Solide rebondeur qui aimait courir sur le parquet, la force de Clifton était d’aller au panier. Originaire de Chicago, Clifton est entré en NBA après un passage dans l’armée, suivi de deux saisons avec les Harlem Globetrotters. Certaines des techniques de maniement du ballon que Clifton a apprises avec les Globetrotters lui ont été utiles en NBA. Pour sa carrière, Clifton a obtenu une moyenne de 10 points et 8,2 rebonds, et il a fait partie de l’équipe All-Star de 1956, marquant huit points et 23 minutes en dehors du banc.

Clifton est retourné à la Windy City lorsque sa carrière a pris fin en 1958, à l’âge de 35 ans, et il a travaillé comme chauffeur de taxi.
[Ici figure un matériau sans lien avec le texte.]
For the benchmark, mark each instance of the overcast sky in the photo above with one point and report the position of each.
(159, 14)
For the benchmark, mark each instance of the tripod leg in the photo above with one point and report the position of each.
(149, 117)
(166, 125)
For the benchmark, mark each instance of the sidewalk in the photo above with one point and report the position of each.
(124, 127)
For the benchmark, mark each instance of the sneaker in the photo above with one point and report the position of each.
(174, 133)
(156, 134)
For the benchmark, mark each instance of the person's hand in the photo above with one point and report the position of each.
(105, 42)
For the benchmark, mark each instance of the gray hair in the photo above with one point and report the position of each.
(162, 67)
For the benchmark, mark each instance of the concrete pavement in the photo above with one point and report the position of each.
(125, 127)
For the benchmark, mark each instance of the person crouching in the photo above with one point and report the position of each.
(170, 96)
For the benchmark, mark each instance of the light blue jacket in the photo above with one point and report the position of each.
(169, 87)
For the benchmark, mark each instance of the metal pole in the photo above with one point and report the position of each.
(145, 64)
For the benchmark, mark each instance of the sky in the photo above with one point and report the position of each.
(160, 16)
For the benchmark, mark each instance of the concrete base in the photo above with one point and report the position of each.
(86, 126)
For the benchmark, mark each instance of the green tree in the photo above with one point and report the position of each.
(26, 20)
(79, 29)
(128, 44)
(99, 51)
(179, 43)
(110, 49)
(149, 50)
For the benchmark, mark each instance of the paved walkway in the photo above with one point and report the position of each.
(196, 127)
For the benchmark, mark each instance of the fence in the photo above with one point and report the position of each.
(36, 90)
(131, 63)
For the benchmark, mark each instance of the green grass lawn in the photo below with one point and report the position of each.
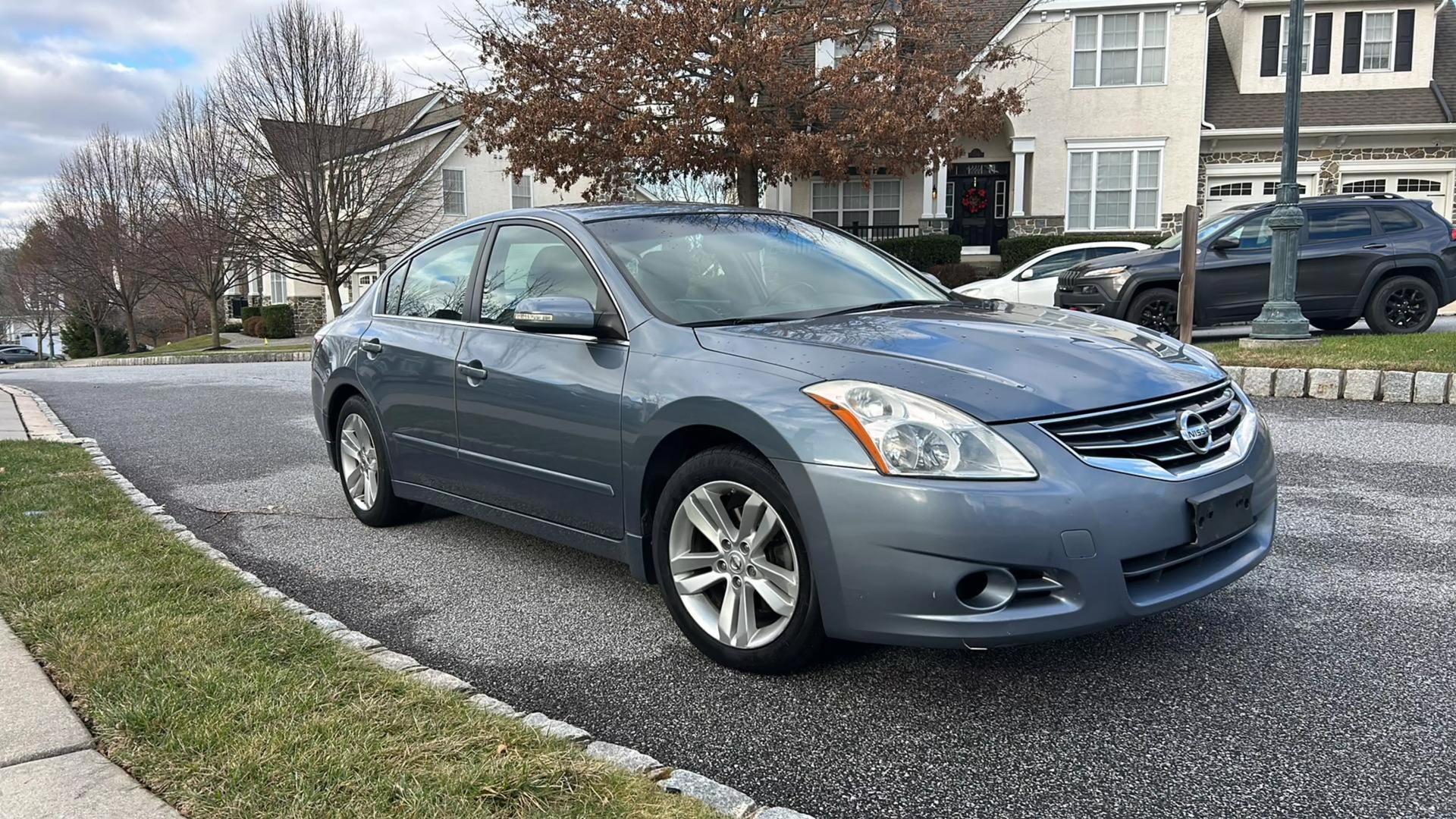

Alors qu’il conduisait son taxi, Clifton a été victime d’une crise cardiaque mortelle le 31 août 1990, à l’âge de 67 ans.

Des trois Afro-Américains qui ont intégré la ligue en 1950, Cooper était le plus jeune à l’âge de 24 ans. Drafté par les Celtics au deuxième tour de la Draft 1950, Cooper a connu sa meilleure saison en tant que rookie, avec une moyenne de 9,9 points et 8,5 rebonds.

Natif de Pittsburgh, Cooper était un joueur de la ville au lycée, et il a choisi d’aller à l’université chez lui, jouant pour Duquesne. En tant qu’attaquant de 6 pieds 5, Cooper avait une bonne portée de tir, mais il était un joueur désintéressé qui s’en remettait à Bob Cousy et Bill Sharman.

Après quatre saisons avec les Celtics, Cooper a passé une saison avec les Hawks de Milwaukee. L’équipe a déménagé à St. Louis la saison suivante, et Cooper a partagé cette saison entre St. Louis et Fort Wayne. Au cours de ses six années de carrière en NBA, Cooper a marqué en moyenne 6,7 points. Il serait défini aujourd’hui comme un joueur de rôle, mais le rôle que Cooper, Clifton et Lloyd ont servi allait bien au-delà du terrain.

Aujourd’hui, il n’est pas inhabituel que de nombreux joueurs afro-américains soient sur le terrain en même temps pendant un match de la NBA. Il y a également des entraîneurs, des cadres et des directeurs généraux afro-américains.

Cependant, tout a commencé en 1950, lorsque trois hommes ont eu la patience, le courage et la capacité de supporter d’être des pionniers. Chuck Cooper, Earl Lloyd et Sweetwater Clifton ne sont peut-être pas des noms connus de tous. Mais leur place dans l’histoire de la NBA sera assurée à tout jamais.